Richard Youngs – Airs of the Ear
Richard Youngs
Airs of the Ear
For everyone who has ever picked up an instrument, not knowing exactly how to play but willing to wander up and down its melodic scales out of curiosity, you know that if you take enough time you will likely find a melody that seems to have been pulled straight out or your subconscious, the nature of its particular meter or lilt innate to your idea of what music should sound like. You’ll repeat that melodic phrase over and over, its few notes burrowing into mind as you trace its tonal steps through their perfect trajectory, convincing you that you’ve stumbled upon what might be the perfect melodic progression. Even if it is fairly simple and repetitive, it seems so right that you have to play it until you restore some unseen and vaguely understood balance that is dependent upon your repeating that series of notes. For over 10 years now, Richard Youngs has been finding those kinds of melodies, building entire albums out of the repetition of a few hypnotic melodic cadences and making them so intuitively appealing that they feel like they’ve been buried in your DNA. Somehow, he seems to have gained ownership of the rudimentary melodies that comprise the birthright of the Anglo-Saxon musical tradition.
Constructed around only five tracks, Airs of the Ear is saturated with more of Youngs’ meditative magic, opening with the richly cascading 12-string guitar notes of “Life on the Stream,” its piercing notes ringing out at the end of each measure. Displaying an aesthetic constantly caught in the push and pull between the modern and the medieval, electronic drones provide the sonic underpinning for the flowing guitar lines, evoking a barely remembered ancient past. As always, English folk music is as much of a jumping-off point as is experimental music, as Youngs guitar fingerwork is fluid and haunting, firmly rooted in the folk tradition, matched by a clear and strong voice that evokes a pure and honest pastoral existence. Yet his delicacy is most always augmented by dissonance, squeals of electronic feedback, and spaceship sounds interrupt the ethereal peace of “Oh My Stars.”

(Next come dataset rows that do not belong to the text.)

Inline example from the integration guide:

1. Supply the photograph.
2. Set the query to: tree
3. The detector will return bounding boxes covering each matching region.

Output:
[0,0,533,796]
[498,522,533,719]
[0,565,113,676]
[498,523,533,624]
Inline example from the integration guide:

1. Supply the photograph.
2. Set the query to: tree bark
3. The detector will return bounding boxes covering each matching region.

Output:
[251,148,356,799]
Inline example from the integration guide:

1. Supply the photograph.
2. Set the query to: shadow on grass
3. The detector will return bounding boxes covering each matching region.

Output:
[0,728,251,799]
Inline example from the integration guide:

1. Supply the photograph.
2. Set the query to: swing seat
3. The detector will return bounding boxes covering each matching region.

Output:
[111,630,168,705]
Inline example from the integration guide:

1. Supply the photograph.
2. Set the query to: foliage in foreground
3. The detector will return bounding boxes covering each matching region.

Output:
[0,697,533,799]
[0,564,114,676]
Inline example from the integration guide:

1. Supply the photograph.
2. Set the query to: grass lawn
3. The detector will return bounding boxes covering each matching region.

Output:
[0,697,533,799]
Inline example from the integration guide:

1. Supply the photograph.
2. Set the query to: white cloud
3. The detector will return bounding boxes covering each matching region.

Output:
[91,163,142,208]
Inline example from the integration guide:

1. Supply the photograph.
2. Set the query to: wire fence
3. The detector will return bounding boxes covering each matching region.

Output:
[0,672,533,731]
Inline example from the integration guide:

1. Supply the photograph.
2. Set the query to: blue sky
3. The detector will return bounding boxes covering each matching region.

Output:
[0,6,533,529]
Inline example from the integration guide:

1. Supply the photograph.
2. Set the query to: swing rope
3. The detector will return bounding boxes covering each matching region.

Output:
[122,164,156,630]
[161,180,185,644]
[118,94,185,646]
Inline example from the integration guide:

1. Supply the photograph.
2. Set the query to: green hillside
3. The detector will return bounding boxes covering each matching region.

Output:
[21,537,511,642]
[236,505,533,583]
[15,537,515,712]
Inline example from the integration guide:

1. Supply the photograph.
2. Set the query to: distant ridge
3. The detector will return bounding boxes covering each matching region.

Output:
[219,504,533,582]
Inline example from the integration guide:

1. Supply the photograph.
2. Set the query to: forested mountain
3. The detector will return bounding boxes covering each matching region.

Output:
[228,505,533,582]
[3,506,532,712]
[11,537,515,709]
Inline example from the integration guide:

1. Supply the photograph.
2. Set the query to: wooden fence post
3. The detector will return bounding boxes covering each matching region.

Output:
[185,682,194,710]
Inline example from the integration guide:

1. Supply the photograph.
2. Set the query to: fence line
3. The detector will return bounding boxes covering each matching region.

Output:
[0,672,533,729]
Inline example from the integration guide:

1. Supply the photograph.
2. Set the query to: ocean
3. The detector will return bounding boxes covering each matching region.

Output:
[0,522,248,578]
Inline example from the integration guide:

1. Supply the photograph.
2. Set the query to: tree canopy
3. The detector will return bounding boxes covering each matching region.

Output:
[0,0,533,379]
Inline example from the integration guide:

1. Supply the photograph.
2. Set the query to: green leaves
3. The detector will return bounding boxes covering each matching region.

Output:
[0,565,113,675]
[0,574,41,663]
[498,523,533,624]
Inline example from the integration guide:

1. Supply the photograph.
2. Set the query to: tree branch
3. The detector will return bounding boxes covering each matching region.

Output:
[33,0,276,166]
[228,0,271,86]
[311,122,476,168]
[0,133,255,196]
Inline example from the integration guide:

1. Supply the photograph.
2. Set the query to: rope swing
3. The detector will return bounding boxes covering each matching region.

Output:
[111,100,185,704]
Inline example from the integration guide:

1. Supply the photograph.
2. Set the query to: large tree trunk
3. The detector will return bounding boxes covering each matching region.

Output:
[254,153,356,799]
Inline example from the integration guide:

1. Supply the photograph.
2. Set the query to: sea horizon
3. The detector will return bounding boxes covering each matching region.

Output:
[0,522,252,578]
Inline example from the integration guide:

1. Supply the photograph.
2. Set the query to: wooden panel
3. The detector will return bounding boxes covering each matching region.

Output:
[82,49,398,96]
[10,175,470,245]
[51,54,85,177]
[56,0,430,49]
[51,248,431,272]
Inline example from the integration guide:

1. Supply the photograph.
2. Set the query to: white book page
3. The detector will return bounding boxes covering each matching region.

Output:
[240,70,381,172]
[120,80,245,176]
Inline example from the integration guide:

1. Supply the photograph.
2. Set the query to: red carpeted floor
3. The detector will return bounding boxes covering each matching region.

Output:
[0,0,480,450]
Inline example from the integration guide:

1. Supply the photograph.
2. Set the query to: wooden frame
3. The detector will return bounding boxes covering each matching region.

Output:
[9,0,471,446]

Still, the balance is impeccably maintained, the rising wave of electric guitar, banjo, and rumbling bass forming a dark sonic undertow in “Fire Horse Rising,” colliding with and overwhelming the acoustic guitar lines that open the piece. “I don’t understand, and I don’t want to know” forms the central lyrical phrase which, like his reliance on a single well-placed melodic line, is all that is required to form the template to expand outward into open-ended compositional space. With a square wave (whatever that is) howling like a homesick coyote, Youngs’ multi-tracked harmonies add a particularly stark weight to the Anglicized “Halifax Amore,” a song that lands squarely on the careful balance between the organically homespun and the coldly experimental that he pursues throughout the disc by simply tracing and retracing its most winning elements in a number of textural shades.
Even so, to call Youngs a minimalist would seem to be disingenuous and misleading. A lot is concentrated and focused on those foundational elements, giving them a deeper resonance than if he had decided to write songs with choruses or multiple stanzas. Every note, every word has to convey more, has to bare a higher ratio of the compositional burden. As five minutes stretch into 10, and 10 into 15, Youngs’ true gift reveals itself in the closing “Machaut’s Dream,” as his guitar lines cycle around and around each other, changing little in each of their revolutions around their central point. With just a little watery manipulation of his 12-string guitar lines and eerie theremin (is there any other kind?) added to the elemental arrangement, Youngs is a paradoxical marriage of the simple and the complex, using an economy of notes and a smattering of effects to evoke intuitively felt memories and places never visited.
The scenario previously described probably requires a somewhat naïve mindset, one that is willing to follow its muse to whatever ends it naturally leads, picking melody and hypnotic repetition over the allure of technique and vitriol to push the listener to evident conclusions. Youngs, however, is anything but naïve. His tendencies toward reductionism aside, his take on minimalism is sophisticated and deliberate, allowing him to indulge in excesses that never grow tiresome and reach entirely unique conceptual territory without being heavy-handed. And, somehow, he ends up playing the melodies that have been lying barely submerged in your subconscious, waiting to be freed when you to pick up a guitar or trace a melody with one finger on the piano.